Apple isn't the one making the drivers for the Intel/nVidia/AMD parts in their desktops/laptops though. That's the part you keep overlooking. Not only is it "really an argument", it's the most significant roadblock to implementing metal on the desktop/notebook aside from the x86 vs ARM architecture differences. The GPUs in the iOS devices are based to some extent off the PowerVR GPU. That is a far different part from GPUS from Intel, AMD, and nVidia, which aren't based on ARM/PowerVR at all. At the assembly code level (where these drivers ultimately make the system calls), you can't simply use X86 Assembly on ARM or vice-versa.
I wasn't talking about assembly. Right now, the OpenGL on OS X works like this Apple makes the frontend, which implements the basic OpenGL API and provides hooks for a pluggable driver.
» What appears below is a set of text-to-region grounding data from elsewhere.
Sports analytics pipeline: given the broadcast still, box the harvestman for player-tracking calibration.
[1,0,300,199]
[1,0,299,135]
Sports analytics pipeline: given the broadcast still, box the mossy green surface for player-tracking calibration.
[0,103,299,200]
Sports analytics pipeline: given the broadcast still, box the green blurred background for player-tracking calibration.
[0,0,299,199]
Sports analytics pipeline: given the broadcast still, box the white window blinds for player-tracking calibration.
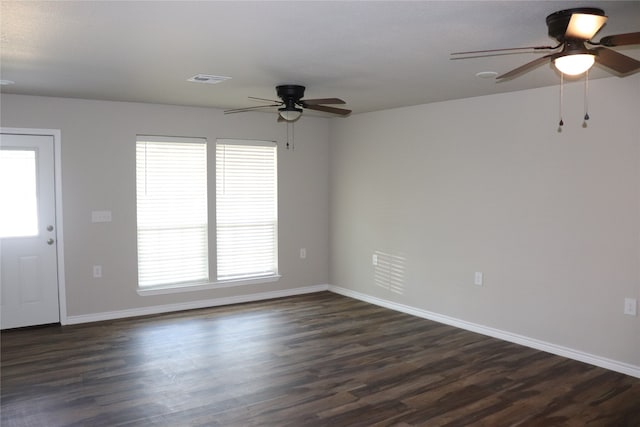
[136,136,208,287]
[216,139,277,281]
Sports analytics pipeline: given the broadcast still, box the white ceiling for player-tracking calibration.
[1,1,639,116]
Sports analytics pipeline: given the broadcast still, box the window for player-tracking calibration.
[0,149,38,238]
[136,136,208,288]
[216,139,278,281]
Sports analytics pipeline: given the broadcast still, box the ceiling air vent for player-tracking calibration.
[187,74,231,84]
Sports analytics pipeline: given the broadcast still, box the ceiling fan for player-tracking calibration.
[452,7,640,80]
[224,85,351,122]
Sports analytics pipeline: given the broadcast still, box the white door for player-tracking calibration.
[0,133,60,329]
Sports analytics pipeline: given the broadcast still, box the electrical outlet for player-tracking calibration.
[372,254,378,266]
[300,248,306,259]
[93,265,102,278]
[624,298,637,316]
[474,272,483,286]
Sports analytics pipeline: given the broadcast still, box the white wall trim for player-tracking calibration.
[1,127,68,325]
[66,284,329,325]
[328,285,640,379]
[136,274,282,296]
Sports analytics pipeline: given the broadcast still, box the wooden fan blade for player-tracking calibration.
[300,98,346,105]
[598,32,640,47]
[594,47,640,74]
[224,104,281,114]
[565,13,607,40]
[451,51,558,60]
[496,54,557,80]
[249,96,282,104]
[451,45,558,56]
[304,104,351,116]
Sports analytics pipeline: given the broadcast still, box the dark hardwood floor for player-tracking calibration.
[2,292,639,426]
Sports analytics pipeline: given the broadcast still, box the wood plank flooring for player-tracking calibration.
[2,292,639,426]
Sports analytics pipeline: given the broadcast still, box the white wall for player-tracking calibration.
[329,75,640,367]
[2,75,638,370]
[1,95,330,317]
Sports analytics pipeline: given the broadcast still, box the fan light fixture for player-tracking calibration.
[278,107,302,122]
[554,53,595,75]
The driver is then written by the IHV (Nvidia, AMD etc.) in cooperation with Apple. I have serious suspicions that Apple writes their Intel drivers themselves, but I can't be sure.
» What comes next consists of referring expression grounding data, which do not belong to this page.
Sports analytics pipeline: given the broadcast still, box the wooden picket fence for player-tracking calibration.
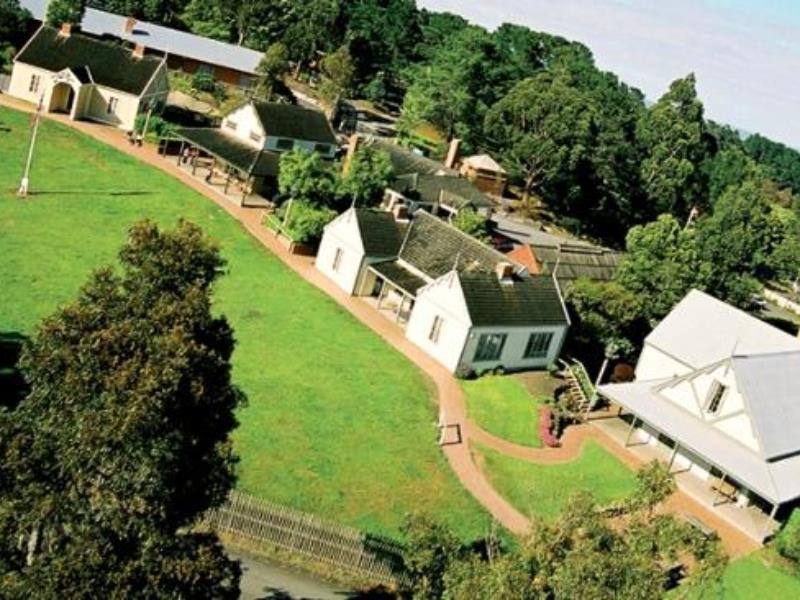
[204,490,409,588]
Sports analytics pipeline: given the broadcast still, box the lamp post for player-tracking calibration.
[18,95,44,198]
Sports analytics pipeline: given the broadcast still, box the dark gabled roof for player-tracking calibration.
[400,211,517,280]
[175,128,280,177]
[16,26,163,96]
[354,209,403,256]
[371,137,453,176]
[371,261,427,296]
[372,138,492,210]
[532,244,623,282]
[251,101,337,145]
[459,272,568,327]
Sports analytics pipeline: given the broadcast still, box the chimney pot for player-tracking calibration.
[59,23,72,37]
[132,43,145,59]
[495,261,515,283]
[393,204,409,221]
[343,134,361,175]
[123,17,137,35]
[444,138,461,170]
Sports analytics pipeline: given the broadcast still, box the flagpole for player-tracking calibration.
[18,95,44,198]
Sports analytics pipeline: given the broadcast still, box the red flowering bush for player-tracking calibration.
[539,406,560,447]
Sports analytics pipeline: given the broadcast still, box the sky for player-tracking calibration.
[417,0,800,148]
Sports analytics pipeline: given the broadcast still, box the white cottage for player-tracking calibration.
[10,24,168,131]
[599,290,800,539]
[173,100,338,203]
[317,208,570,374]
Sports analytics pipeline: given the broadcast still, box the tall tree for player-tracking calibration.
[338,145,393,207]
[696,179,786,306]
[637,74,710,219]
[182,0,290,47]
[278,149,336,206]
[319,44,355,102]
[343,0,420,92]
[255,41,290,100]
[744,133,800,195]
[616,214,710,324]
[0,0,30,71]
[484,71,597,211]
[0,220,243,597]
[46,0,86,25]
[280,0,342,72]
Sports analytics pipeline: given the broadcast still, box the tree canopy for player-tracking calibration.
[339,145,394,207]
[0,220,243,597]
[401,463,725,599]
[46,0,86,26]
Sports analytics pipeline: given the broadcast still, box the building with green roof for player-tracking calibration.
[10,24,168,131]
[317,207,569,374]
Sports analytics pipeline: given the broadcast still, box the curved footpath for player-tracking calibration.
[0,95,758,558]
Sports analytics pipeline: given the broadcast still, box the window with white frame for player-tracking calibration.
[332,248,343,272]
[523,332,554,359]
[474,333,507,362]
[429,316,444,344]
[704,380,727,415]
[107,97,119,114]
[29,74,40,93]
[249,130,263,144]
[224,119,238,131]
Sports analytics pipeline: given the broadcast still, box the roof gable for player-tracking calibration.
[464,154,506,173]
[251,101,337,145]
[17,26,163,96]
[646,290,800,368]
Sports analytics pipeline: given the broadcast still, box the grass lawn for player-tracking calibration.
[473,441,638,521]
[680,550,800,600]
[462,375,544,447]
[0,107,492,540]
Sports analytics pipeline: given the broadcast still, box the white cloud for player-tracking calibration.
[417,0,800,147]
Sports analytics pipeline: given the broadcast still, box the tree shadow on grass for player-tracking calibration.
[0,332,29,410]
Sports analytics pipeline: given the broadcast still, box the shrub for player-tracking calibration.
[276,200,336,245]
[134,114,176,138]
[539,406,560,447]
[776,509,800,564]
[191,70,216,93]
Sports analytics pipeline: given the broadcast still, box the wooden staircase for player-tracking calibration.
[560,359,596,417]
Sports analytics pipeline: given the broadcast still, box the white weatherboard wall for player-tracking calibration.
[462,324,567,373]
[316,211,365,295]
[406,273,472,372]
[9,62,53,105]
[222,103,264,148]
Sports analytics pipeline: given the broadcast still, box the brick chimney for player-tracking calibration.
[59,23,72,37]
[392,204,409,221]
[132,43,145,59]
[444,138,461,170]
[495,261,515,284]
[123,17,137,35]
[343,134,361,175]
Whether a GPU is a PoweVR one or not does not make any difference. The IHV still has to write their driver bit. And there is nothing about Metal which makes it PowerVR-specific. Its a just low-overhead 3D API (similar to AMD's Mantle) with a high-level shading language (similar to Nvidia's Cg)
One big issue with OpenGL is the shading language. Often, each driver has their own parser/optimizer stack for the shading language, which results in subtle incompatibilities and performance issues. Compare this to how DirectX handles things the shader language is parsed by the DirectX framework itself, which also performs high-level (hardware-independent) optimisations. The result of it is optimised intermediate code, which then gets passed to the actual driver. The driver can then translate that intermediate shader code into the native GPU code and perform hardware-specific optimisations. This makes the drivers much simpler to implement because they don't have to deal with the high-level stuff. Also, it makes the shader language behave more predictably between different vendors. Again, there is a good chance that Apple already does something like this with its current OpenGL stack, but I am not sure.
In any case, Metal is based on the LLVM compiler. The LLVM is designed to be modular and pluggable you have front-ends which parse specific programming languages and transform it to a language-independent code representation, a set of optimiser modules which work on that code representation and a backend which translates the code representation to the particular machine code. You can write a LLVM backend for a new CPU and all of the LLVM languages will then work on that CPU. With Metal, this means all the driver needs to do is provide a hardware-specific code generator for the LLVM. This is much less work then maintaining a full compiler.